„Hören Sie nicht auf, dorthin zu gehen, Du wirst vom Weg abweichen, aber glaube mir, Es wird sich lohnen.“ Das war der leidenschaftliche Rat eines brasilianischen Motorradfahrers, namens Felipe, mit dem wir uns an einer versteckten Tankstelle auf den Straßen Patagoniens in Argentinien trafen. Er sprach vom Lake General Carrera, das diesen Namen auf chilenischem Gebiet erhält, denn derselbe See ist als „Buenos Aires“ bekannt, wenn er die argentinischen Küsten umspült.
Der Name war am unwichtigsten. Felipes Beschreibung war eloquent: "Indigo, „Das Wasser ist indigoblau.“, sagte der Motorradfahrer, als er sich an seine Fahrt durch den See erinnerte.
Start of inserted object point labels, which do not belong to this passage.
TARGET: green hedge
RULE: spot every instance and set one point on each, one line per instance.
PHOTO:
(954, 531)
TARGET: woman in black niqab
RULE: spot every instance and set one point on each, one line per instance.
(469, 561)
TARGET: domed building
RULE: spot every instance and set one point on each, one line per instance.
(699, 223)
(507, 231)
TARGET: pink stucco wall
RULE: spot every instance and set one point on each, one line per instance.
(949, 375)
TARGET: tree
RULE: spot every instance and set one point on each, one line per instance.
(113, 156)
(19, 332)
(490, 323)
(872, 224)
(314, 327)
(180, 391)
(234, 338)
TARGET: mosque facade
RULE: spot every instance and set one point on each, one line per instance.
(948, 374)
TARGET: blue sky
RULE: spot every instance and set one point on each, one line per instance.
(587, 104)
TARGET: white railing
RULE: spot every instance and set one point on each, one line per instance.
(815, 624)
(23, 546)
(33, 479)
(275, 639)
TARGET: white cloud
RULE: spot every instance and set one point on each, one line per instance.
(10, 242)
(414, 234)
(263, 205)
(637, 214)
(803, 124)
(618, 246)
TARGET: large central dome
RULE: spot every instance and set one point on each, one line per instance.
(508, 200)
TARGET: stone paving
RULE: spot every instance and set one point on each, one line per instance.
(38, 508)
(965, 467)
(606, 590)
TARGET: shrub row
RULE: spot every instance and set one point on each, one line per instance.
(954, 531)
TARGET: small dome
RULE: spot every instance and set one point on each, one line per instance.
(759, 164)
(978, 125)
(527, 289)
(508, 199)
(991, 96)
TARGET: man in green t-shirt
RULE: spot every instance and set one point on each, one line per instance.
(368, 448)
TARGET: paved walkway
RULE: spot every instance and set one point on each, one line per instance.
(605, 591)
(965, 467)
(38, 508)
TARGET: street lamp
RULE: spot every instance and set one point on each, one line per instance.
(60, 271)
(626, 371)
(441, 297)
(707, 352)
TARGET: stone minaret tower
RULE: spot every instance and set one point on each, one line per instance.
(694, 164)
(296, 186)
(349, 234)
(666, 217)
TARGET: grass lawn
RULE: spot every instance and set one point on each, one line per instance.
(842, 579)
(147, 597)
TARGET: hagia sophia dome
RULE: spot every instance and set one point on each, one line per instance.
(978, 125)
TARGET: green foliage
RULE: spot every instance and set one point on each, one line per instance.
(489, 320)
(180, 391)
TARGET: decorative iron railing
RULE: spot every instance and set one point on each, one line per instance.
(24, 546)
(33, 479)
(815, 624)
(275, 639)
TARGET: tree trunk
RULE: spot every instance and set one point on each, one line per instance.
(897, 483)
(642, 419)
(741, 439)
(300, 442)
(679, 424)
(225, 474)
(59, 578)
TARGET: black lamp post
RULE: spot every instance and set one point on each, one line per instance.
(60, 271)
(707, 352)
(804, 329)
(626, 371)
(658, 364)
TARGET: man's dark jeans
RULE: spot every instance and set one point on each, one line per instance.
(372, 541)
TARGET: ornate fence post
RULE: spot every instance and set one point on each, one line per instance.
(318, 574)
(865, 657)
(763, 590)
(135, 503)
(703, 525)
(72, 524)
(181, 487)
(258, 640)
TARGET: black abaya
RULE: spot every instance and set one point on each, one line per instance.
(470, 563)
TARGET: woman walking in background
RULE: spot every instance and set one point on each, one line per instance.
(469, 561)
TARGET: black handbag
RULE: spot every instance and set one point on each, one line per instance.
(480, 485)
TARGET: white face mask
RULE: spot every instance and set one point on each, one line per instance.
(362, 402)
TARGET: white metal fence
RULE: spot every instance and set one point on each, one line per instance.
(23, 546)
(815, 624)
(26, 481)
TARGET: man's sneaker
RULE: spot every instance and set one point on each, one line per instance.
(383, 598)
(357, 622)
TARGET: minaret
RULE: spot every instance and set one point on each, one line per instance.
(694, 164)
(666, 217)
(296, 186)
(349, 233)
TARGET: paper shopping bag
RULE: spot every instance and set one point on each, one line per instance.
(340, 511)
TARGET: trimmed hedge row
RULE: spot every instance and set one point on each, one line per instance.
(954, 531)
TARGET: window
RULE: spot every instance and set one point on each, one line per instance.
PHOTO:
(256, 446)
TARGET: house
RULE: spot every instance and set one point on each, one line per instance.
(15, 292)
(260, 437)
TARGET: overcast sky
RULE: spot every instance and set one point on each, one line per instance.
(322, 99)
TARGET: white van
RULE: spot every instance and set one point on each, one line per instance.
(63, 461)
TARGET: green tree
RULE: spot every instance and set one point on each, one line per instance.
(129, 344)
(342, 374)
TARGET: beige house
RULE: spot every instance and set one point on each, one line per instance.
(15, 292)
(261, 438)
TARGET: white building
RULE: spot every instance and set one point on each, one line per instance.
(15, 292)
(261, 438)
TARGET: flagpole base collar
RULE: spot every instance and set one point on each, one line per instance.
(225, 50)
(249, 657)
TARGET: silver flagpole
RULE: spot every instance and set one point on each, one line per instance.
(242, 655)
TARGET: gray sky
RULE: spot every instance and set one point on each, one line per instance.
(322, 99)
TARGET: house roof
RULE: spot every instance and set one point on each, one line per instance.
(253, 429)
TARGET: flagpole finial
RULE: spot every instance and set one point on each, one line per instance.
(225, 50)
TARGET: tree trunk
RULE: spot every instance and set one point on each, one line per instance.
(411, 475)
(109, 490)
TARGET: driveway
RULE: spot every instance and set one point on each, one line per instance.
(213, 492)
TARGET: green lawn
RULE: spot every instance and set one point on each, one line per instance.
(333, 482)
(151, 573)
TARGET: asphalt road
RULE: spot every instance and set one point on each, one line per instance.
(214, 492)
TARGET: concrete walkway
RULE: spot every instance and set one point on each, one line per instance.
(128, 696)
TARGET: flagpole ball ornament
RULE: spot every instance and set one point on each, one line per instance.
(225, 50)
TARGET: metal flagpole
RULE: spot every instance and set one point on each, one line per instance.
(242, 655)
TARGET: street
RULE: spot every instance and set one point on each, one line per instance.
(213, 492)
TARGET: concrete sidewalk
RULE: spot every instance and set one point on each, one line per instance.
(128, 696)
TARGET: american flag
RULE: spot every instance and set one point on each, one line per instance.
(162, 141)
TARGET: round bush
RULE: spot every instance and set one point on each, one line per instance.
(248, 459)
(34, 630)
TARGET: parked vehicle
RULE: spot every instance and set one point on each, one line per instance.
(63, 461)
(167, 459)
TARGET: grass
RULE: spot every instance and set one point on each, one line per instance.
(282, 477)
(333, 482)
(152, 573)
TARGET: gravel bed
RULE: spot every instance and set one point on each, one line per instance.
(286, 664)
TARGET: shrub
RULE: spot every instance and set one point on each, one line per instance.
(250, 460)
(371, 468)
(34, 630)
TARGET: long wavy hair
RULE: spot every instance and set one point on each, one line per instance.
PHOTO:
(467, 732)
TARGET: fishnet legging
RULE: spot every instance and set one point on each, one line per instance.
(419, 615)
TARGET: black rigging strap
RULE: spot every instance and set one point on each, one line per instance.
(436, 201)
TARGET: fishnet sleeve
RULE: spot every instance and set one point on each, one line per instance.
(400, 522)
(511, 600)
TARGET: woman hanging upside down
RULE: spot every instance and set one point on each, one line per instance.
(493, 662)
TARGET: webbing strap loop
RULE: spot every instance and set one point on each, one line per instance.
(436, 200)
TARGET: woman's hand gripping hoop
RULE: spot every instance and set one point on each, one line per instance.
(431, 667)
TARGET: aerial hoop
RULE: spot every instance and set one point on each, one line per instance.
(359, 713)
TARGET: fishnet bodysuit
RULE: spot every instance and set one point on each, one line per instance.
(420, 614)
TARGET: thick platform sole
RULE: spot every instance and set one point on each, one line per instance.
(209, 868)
Um dorthin zu gelangen, mussten wir einen nennenswerten Umweg in Kauf nehmen, Eine Verzögerung, die uns später zweifellos mit endlosen Tagen auf Schotterstraßen bestrafen würde, Aber ich habe immer geglaubt, dass das Abenteuer darin besteht, anderen zu vertrauen, indem Sie sich von den heftigsten Geschichten dieser Reisenden mitreißen lassen, die Ihnen die Straße präsentieren soll.
Ich habe immer geglaubt, dass Abenteuer darin besteht, anderen zu vertrauen
Dann geht's los, Ich erlebte eine Nacht, die weder indigoblau noch mäßig blau war. Es war schwarz und ungemütlich und zwischen den Unebenheiten auf der Strecke und den Stunden am Steuer, Die Flüche und Erwähnungen des Brasilianers hielten uns wach. Wir übernachteten in einem Haus-Hostel in einer Stadt, deren Namen wir nie kannten., Aber dieser Ort überblickte den See und es war im Morgengrauen, als wir plötzlich die Leidenschaft dieses Bikers verstanden.
Ich dachte, ich in der Karibik in der Mitte der Anden erreicht hatte. Wie er sagte, Felipe, Das Wasser war feurig indigoblau, manchmal türkis und smaragd Ton in einigen Banken. Wir bewegen uns in den See als ein Licht am Ende des Tunnels sieht, fast durch die Trägheit, hypnotism tauchte ein leuchtendes Wasser zwischen schneebedeckten Bergen.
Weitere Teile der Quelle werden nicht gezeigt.